A malária e as doenças respiratórias são as patologias mais frequentes, segundo explicou, no local, ao Novo jornal Online, o administrador do centro de saúde do Rangel, Francisco Januário.

“Temos registado um número muito elevado de pacientes no nosso centro devido às últimas enxurradas que se abateram sobre a cidade de Luanda”, apontou.

“O lixo e as águas paradas têm sido factores para o aumento da malária, estamos a trabalhar arduamente no combate e prevenção destas doenças que têm prejudicado muitas crianças”, acrescentou.

No centro de saúde do Bairro Operário, o cenário é o mesmo: agitação e confusão no banco de urgência para que finalmente os utentes consigam uma ficha que dá acesso ao atendimento.

“É lamentável o que estamos a passar aqui”, afirmou Joana Bumba, que se deslocou ao centro do BO, com o filho de dois anos, a arder em febre.

Enquanto a criança aguardava para ser atendida, deitada num assento de pedra, a mãe continuou as lamentações “Não sei onde ir com o meu filho, já disse às enfermeiras que o meu bebé está com muita febre, mas elas disseram-me que não é a única criança que se encontra neste estado”.

“Só te tratam bem quando metes dinheiro à frente, cheguei ao hospital com dois mil kwanzas, não tenho mais dinheiro. Se eu der este valor à enfermeira para que eu possa ter um atendimento célere, como farei para comprar os medicamentos, se na farmácia do centro nunca há fármacos”, contou, confidenciando que uma enfermeira lhe disse para preparar dois mil kwanzas se quisesse ser atendida com urgência.

Falta de medicamentos

A falta de medicamentos nos centros de saúde de Luanda tem causado muito descontentamento dos utentes que recorrem diariamente às unidades hospitalares da urbe.

O Novo Jornal Online confirmou, junto das farmácias dos centros de saúdes acima citados, a falta de materiais gastáveis, como luvas, compressas, seringas, algodão e soro.

De acordo com uma fonte do Hospital Geral dos Cajueiros, no município do Cazenga, que falou sob anonimato, os enfermeiros são obrigados a pedir aos pacientes ou aos familiares para irem comprar os medicamentos à rua por não existirem fármacos na farmácia do hospital.

“Há muita carência de medicamentos nos hospitais da capital. Aqui, nos Cajueiros, a situação é a mesma, lamentamos quando nos deparamos com um paciente que não tem condições de adquirir os fármacos por falta de verbas”, disse.

Entretanto, no centro de saúde da Terra Nova, Beiral, ficou visível a enchente no corredor do banco de urgência.

Gilda Matias, vendedora ambulante de 33 anos, contou ao Novo Jornal Online que deu entrada com o filho no banco de urgência e teve de comprar todos os fármacos na rua porque o hospital não possui nenhum medicamento.

“Todas as minhas economias acabaram. Logo que começaram a atender o meu filho fui informada que o centro está sem medicamentos. Não tinha outra alternativa senão a de recorrer às farmácias da rua”, disse.

“Isto é uma brincadeira de mau gosto”, queixou-se o jovem Romão José, que tinha levado o irmão menor ao Beiral, depois de a criança ter tido uma recaída.

“Não sei porque é que chamam a isto hospital, nunca tem nada, as enfermeiras não sabem falar com as pessoas”, acusou.

“Para atenderem o meu irmão já passei por muita gente.

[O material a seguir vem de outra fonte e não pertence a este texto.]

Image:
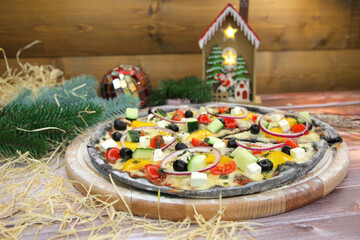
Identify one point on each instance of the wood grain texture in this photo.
(276, 72)
(110, 27)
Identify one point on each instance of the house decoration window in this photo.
(229, 33)
(229, 56)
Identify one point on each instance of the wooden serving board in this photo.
(330, 171)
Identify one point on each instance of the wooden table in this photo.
(336, 216)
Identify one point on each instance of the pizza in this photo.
(203, 151)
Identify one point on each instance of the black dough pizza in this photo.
(203, 151)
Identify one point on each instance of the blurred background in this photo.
(306, 45)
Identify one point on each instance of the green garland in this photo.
(57, 114)
(191, 88)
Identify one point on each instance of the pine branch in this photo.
(35, 123)
(35, 127)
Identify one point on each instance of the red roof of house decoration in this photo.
(214, 26)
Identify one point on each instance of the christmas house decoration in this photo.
(228, 57)
(127, 79)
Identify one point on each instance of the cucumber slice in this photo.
(192, 124)
(233, 153)
(263, 122)
(145, 153)
(212, 140)
(306, 115)
(243, 158)
(197, 162)
(132, 113)
(134, 135)
(215, 126)
(161, 112)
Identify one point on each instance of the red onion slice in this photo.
(124, 136)
(216, 153)
(226, 116)
(258, 148)
(285, 135)
(153, 110)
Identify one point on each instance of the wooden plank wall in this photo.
(305, 45)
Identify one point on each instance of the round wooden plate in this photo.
(319, 182)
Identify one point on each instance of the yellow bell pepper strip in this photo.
(131, 145)
(278, 158)
(275, 130)
(200, 134)
(210, 158)
(136, 124)
(135, 164)
(291, 121)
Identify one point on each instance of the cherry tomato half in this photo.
(230, 123)
(254, 118)
(198, 143)
(223, 110)
(296, 128)
(152, 171)
(289, 142)
(112, 155)
(223, 168)
(204, 119)
(179, 114)
(157, 142)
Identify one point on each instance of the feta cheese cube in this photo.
(162, 123)
(183, 136)
(198, 179)
(158, 155)
(150, 117)
(186, 156)
(167, 139)
(221, 147)
(252, 168)
(202, 110)
(144, 141)
(284, 124)
(110, 143)
(298, 153)
(275, 117)
(236, 111)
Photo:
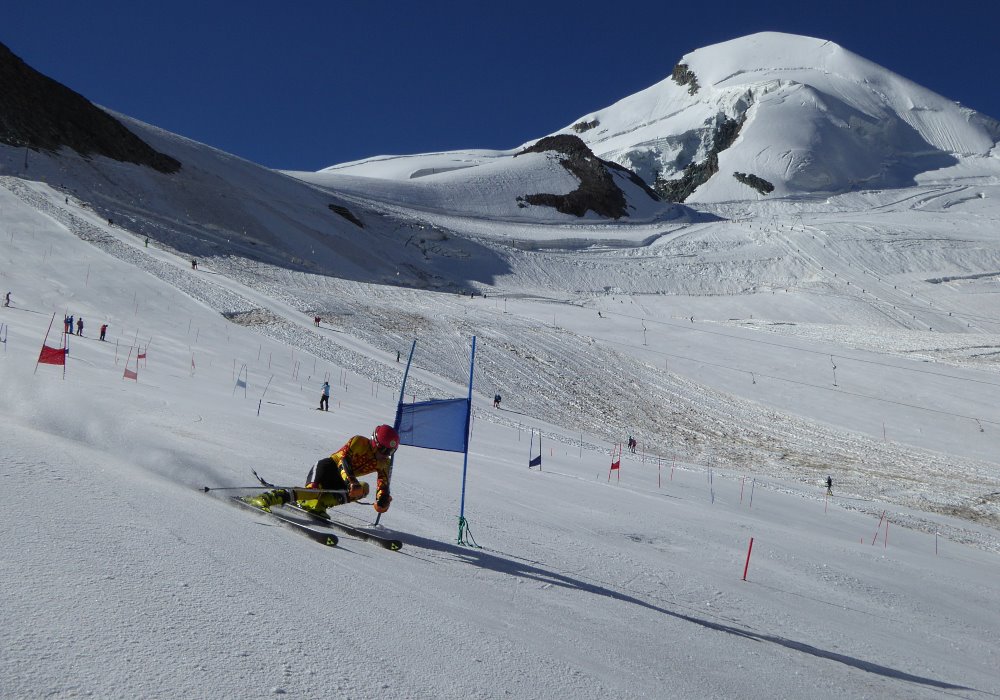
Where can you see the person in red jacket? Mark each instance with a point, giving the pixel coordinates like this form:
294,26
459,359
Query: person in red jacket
358,457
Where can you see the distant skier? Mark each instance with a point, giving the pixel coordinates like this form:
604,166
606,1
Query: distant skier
340,471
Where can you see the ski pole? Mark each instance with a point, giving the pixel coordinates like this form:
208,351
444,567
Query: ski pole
299,489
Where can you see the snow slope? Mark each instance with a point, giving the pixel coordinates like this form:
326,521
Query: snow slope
124,579
815,118
753,348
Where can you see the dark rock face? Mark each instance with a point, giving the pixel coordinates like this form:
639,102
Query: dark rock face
38,113
697,174
757,183
597,191
683,75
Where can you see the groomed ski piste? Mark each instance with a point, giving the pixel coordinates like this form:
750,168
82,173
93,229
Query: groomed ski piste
752,348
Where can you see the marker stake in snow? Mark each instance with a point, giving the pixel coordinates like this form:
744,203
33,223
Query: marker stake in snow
747,565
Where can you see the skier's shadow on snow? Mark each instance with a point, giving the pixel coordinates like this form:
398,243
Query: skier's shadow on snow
524,568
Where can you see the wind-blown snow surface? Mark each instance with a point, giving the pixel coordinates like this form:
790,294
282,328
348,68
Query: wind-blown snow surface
814,118
123,579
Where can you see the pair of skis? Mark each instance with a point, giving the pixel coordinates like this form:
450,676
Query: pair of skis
322,535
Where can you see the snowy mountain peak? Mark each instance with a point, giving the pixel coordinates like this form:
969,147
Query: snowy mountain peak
811,116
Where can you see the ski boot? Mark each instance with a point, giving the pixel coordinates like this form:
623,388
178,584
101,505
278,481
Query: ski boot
269,498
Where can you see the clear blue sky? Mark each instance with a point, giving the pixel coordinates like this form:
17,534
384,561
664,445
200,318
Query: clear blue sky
303,85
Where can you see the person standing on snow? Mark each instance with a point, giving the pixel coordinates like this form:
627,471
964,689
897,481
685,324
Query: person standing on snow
339,472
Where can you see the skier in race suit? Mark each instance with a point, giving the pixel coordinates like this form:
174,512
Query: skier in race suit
359,456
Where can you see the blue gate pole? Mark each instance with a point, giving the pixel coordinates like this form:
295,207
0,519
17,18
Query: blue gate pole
465,464
399,414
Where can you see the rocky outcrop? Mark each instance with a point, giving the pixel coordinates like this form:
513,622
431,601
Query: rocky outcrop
37,112
757,183
683,75
597,191
697,174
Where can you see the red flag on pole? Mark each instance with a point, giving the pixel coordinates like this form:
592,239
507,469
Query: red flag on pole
52,356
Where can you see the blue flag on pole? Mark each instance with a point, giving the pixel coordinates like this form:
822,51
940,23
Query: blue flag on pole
438,424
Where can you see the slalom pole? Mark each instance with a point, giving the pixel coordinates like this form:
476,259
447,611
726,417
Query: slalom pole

Tive de pagar quatro mil kwanzas à chefe de banco e tive de ir comprar os medicamentos à rua”, acrescentou, contando que comprou as seringas e o soro, por não existirem no centro.

“Isto é uma vergonha. Dizem que as coisas estão a mudar, eu não vejo nenhuma mudança”, finalizou.

O Novo Jornal Online, depois de ouvir tantas queixas, contactou a directora do Centro de Saúde da Terra Nova, Beira, que se recusou a dar explicações.

“Não posso falar sem a ordem superior porque não fui avisada nem orientada para dar entrevista”, respondeu.